"N'oubliez pas de vivre"
"Madame. J’ai pensé à Vous. Souvent. Dans votre constance et l’absolu de votre présence au monde. Alors que l’on commémorait avec une infinie tristesse votre départ, ils étaient tous là, tous, invités une fois encore à sortir de leur assourdissante absence par Votre détermination à ne pas les laisser oublier. Eux, ces ombres surgies d’un passé qui, comme la tache sur la clé de Barbe Bleue, ne peut, ne doit, s’effacer, malgré la volonté de certains, de la mémoire de l’Humanité. Il furent, nos chers absents. Certains d’entre nous, comme Vous, Madame, sont devenus les garants de leur existence d’alors .
Encore et toujours revenir sur ces traces anciennes que jamais rien n’efface. Inlassablement se poser la question de l’utilité de cette volonté mémorielle. Pour ma part, qui suis juste une parmi tant d’autres, porteuse par procuration de votre Histoire, plonger dans l’oubli fut, je l’avoue, une tentation cent fois effleurée, cent fois repoussée. Je me souviens… Je est dans ce cas précis un Autre, englobant tous ces chers autres, en leur nom . Mes propres souvenirs s’arrêtent à la frontière du silence de mes parents, gardiens inconsolables de l’au-delà de cette frontière. Alors, pèlerin d’un impossible voyage, je suis partie un jour en Pologne.
J’ai cherché, de Cracovie à Lublin, de Wlodawa à Belzec le temps d’avant, mythifié, forcément mythifié. J’ai désespérément tenté d’imaginer, dans cette Pologne d’aujourd’hui, ma mère, petite fille du ghetto, préparant les pains de Shabbat avec sa propre mère. Je n’ai entendu que le cri des corbeaux moqueurs.

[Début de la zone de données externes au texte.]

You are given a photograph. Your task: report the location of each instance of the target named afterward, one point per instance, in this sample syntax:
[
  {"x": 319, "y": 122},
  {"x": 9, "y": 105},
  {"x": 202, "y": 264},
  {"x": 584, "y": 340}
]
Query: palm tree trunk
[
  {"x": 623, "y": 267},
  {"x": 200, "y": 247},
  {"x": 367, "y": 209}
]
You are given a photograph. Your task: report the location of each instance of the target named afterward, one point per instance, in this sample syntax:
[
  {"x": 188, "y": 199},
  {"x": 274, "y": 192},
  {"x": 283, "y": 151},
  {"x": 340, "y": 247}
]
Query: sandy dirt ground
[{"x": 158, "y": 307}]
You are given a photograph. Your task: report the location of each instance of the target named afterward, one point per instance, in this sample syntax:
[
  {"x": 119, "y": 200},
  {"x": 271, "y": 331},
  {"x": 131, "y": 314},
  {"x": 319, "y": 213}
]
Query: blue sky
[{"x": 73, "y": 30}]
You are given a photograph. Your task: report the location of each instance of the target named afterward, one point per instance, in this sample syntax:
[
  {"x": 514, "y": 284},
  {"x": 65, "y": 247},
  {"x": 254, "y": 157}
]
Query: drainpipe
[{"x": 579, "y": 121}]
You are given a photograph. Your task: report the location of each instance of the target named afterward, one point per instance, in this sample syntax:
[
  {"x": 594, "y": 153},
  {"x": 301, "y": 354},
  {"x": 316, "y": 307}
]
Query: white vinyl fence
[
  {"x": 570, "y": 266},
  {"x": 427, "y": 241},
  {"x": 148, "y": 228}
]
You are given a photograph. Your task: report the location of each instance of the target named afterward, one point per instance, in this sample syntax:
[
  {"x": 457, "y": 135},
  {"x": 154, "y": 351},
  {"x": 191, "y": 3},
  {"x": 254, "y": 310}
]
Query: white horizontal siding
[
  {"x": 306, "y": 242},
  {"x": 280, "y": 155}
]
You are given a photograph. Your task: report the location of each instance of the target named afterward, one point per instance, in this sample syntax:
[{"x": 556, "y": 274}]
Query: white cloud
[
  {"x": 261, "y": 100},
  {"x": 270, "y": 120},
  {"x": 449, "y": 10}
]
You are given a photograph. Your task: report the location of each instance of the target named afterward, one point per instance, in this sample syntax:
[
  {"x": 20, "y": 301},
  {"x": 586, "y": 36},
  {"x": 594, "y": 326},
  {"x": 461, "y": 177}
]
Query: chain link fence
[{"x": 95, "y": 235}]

Puis je me suis frayé un chemin, mon stylo en guise de canne, vers la parole oubliée de dizaines de survivants. Persuadée d’accomplir un devoir, j’ai continué obstinément, au fil des années, en hésitant parfois, en me répétant souvent, de tenter de dire l’innommable, l’indicible. J’ai essayé de donner des contours à cette catastrophe qui bouleversa l’ordre du monde et le Vôtre, à jamais.
J’en ai oublié l’essentiel… Le message que venaient me souffler ces ombres si chèrement présentes, et le vôtre, évidemment, Madame :
« N’oubliez pas de Vivre ! »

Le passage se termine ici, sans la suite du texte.